“LOS MISTERIOSOS CAMINOS”

UNA vez más para que el amable público medite hondo. Sobre lo misterioso que son los caminos del Señor. Quién iba a sospechar, unas semanas antes que se desatara esta infernal calamidad, que los días de Semana Santa no serían repetición de lo que han sido durante todos estos años atrás. Ello es, un prolongado período vacacional de cómodo relajamiento, de placer y de parranda. Ya en época más reciente, reservado para hacer turismo interno y no precisamente dedicado a la conmemoración de la efeméride religiosa. Que sería, siendo fieles a la tradición de épocas pretéritas, a recrear en los espíritus, conciencia del legado de fe, de amor, de obra, pasión, sacrificio y redención que dejó al mundo el Maestro de Galilea. No a las actividades frívolas del entretenimiento mundano, del ocio y de la holganza disfrutando de las playas, de los centros de esparcimiento y de los innumerables paradisíacos destinos que ofrece el país como muestra de su ubérrimo patrimonio natural.

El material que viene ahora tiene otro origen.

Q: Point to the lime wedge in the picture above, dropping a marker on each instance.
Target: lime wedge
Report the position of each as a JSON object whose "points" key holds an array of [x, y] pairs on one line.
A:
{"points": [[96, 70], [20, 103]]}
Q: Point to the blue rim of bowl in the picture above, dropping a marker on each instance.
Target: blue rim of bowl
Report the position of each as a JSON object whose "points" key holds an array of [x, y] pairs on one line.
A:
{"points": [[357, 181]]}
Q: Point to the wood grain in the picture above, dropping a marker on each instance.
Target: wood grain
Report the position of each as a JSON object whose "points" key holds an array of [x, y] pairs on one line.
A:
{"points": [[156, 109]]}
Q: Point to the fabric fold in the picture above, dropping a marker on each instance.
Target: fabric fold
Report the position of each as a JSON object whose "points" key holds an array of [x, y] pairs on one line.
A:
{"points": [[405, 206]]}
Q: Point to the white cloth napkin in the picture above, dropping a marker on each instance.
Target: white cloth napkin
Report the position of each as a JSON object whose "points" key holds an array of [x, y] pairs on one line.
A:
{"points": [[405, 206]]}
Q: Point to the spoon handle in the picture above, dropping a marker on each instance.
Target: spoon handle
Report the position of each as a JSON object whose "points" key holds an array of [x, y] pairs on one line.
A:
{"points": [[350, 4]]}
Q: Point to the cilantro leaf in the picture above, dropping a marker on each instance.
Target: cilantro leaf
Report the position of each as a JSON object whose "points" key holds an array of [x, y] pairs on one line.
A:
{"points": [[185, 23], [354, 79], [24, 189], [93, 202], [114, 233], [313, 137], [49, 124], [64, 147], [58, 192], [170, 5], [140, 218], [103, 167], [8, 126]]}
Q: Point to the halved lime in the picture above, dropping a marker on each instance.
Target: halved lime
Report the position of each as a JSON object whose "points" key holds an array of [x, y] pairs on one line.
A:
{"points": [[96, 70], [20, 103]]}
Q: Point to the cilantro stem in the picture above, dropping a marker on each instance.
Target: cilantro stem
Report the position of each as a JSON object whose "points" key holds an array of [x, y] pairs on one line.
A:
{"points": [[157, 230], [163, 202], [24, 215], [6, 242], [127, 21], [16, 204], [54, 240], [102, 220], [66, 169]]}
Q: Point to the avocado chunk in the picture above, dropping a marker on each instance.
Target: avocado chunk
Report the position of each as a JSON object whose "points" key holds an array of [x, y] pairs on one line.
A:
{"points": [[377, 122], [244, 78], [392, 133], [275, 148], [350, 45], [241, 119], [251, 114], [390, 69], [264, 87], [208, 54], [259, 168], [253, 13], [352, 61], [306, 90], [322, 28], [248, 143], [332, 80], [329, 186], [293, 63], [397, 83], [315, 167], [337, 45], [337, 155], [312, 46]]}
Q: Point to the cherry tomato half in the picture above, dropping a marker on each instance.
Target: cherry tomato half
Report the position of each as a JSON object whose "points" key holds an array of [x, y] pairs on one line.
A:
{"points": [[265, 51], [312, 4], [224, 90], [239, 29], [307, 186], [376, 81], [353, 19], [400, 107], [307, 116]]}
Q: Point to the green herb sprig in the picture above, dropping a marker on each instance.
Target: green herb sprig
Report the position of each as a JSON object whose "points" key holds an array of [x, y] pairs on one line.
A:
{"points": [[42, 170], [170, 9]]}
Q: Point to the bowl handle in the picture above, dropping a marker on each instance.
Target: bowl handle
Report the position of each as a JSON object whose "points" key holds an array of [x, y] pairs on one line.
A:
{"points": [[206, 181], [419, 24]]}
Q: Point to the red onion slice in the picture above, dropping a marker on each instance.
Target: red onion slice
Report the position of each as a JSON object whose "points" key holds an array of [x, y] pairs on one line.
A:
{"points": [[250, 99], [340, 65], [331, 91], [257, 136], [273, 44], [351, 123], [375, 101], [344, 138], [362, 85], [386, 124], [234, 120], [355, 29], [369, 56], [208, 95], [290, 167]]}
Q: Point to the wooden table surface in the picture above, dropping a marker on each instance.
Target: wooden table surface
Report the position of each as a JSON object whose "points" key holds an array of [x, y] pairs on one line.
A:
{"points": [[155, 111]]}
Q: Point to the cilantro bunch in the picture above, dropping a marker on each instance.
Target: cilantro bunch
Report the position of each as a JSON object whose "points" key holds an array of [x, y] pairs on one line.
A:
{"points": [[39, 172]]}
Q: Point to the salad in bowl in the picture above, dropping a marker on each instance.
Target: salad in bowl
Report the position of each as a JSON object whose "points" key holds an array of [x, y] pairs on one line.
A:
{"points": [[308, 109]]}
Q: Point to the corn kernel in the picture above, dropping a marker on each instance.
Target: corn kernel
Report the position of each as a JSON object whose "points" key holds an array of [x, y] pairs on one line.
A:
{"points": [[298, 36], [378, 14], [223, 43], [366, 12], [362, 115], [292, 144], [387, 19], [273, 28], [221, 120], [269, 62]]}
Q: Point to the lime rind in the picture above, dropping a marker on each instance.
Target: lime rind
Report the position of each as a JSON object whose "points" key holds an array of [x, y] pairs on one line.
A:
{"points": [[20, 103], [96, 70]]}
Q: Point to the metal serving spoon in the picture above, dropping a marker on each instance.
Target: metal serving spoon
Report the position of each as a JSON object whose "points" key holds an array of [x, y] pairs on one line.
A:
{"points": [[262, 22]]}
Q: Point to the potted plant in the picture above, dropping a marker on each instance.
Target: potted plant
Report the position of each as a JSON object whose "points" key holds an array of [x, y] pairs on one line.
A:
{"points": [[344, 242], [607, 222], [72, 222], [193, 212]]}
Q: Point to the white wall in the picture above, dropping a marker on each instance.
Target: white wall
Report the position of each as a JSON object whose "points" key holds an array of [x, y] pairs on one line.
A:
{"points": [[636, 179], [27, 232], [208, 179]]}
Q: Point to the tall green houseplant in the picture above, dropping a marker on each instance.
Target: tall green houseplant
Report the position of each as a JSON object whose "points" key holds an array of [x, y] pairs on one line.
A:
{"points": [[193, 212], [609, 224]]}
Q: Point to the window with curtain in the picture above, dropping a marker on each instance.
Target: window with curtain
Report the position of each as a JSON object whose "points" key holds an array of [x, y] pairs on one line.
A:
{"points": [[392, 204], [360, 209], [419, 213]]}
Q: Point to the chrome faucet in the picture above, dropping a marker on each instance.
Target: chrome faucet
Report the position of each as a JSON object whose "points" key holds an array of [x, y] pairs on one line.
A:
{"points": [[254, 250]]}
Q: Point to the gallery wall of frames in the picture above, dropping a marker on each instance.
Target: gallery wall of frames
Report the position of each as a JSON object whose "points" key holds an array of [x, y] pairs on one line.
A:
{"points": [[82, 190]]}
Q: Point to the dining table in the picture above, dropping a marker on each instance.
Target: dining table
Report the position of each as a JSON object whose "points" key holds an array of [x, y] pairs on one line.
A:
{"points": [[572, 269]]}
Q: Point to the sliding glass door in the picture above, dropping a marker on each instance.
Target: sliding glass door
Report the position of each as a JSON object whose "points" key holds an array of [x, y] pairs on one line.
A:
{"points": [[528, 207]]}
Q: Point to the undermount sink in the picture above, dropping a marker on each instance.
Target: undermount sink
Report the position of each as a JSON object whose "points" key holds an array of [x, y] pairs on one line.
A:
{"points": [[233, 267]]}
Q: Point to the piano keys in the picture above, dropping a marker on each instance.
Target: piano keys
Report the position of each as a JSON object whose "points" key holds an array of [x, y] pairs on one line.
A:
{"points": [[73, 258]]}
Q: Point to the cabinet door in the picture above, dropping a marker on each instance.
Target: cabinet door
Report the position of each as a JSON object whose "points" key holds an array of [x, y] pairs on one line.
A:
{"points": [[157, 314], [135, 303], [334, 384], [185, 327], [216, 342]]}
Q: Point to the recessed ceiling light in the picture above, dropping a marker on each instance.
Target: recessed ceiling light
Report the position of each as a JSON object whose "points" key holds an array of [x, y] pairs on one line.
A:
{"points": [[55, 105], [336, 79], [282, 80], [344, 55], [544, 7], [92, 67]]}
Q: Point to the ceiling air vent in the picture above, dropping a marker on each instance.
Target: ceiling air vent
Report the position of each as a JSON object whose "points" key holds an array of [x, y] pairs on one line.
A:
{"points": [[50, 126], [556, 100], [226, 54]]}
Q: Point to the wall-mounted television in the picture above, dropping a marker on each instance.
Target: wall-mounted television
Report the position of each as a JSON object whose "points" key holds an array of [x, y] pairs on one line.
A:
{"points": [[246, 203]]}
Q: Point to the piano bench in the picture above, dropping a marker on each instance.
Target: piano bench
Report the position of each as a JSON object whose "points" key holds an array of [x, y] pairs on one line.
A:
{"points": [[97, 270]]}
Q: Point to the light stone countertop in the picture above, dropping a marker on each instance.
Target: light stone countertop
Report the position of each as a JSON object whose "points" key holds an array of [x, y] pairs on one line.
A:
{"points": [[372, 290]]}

Pues bien, intentando capear el agresivo contagio de la peste, el mundo se ha encerrado y Honduras no es la excepción. Los días de Semana Santa hay que pasarlos en casa. Mejor sería departiendo en familia, practicando valores olivados de la convivencia fraterna. Nada, además, costaría alimentar la cultura general con la útil compañía de lecturas productivas. Aprovechar la entrega gratis de los PDF que ofrece LA TRIBUNA de su edición escrita, con información veraz, confiable, rápida, completa y precisa. Aunque sean quiméricos deseos. Como pedir lo improbable al vasto auditorio de adictos de las redes sociales, de los zombis hipnotizados en sus pantallas digitales y las “chatarras de los chats” repartiendo mensajes insustanciales de vida o muerte. Sin más que hacer, atados al aislamiento, por voluntad de la Providencia, recluidos en los hogares, quizás convenga prestar atención a los mensajes de nuestros líderes espirituales. El cardenal hondureño Óscar Andrés Rodríguez en su homilía acostumbrada, esta vez desde la Basílica Menor de la Virgen de Suyapa, elevó sus manos al cielo suplicando por todos nosotros. “Que Dios salve la nación y a su pueblo, ante la difícil situación que vive, agudizada por la epidemia del coronavirus”. “Sálvanos, salva a esta Honduras, lo necesitamos más que nunca, que hoy podamos abrirte las puertas de nuestro corazón”. La capital hondureña, al igual que otras ciudades, han lucido desoladas, con un aspecto lúgubre y, en el caso de la capital, ennegrecida por una densa capa de humo de los dañinos incendios forestales.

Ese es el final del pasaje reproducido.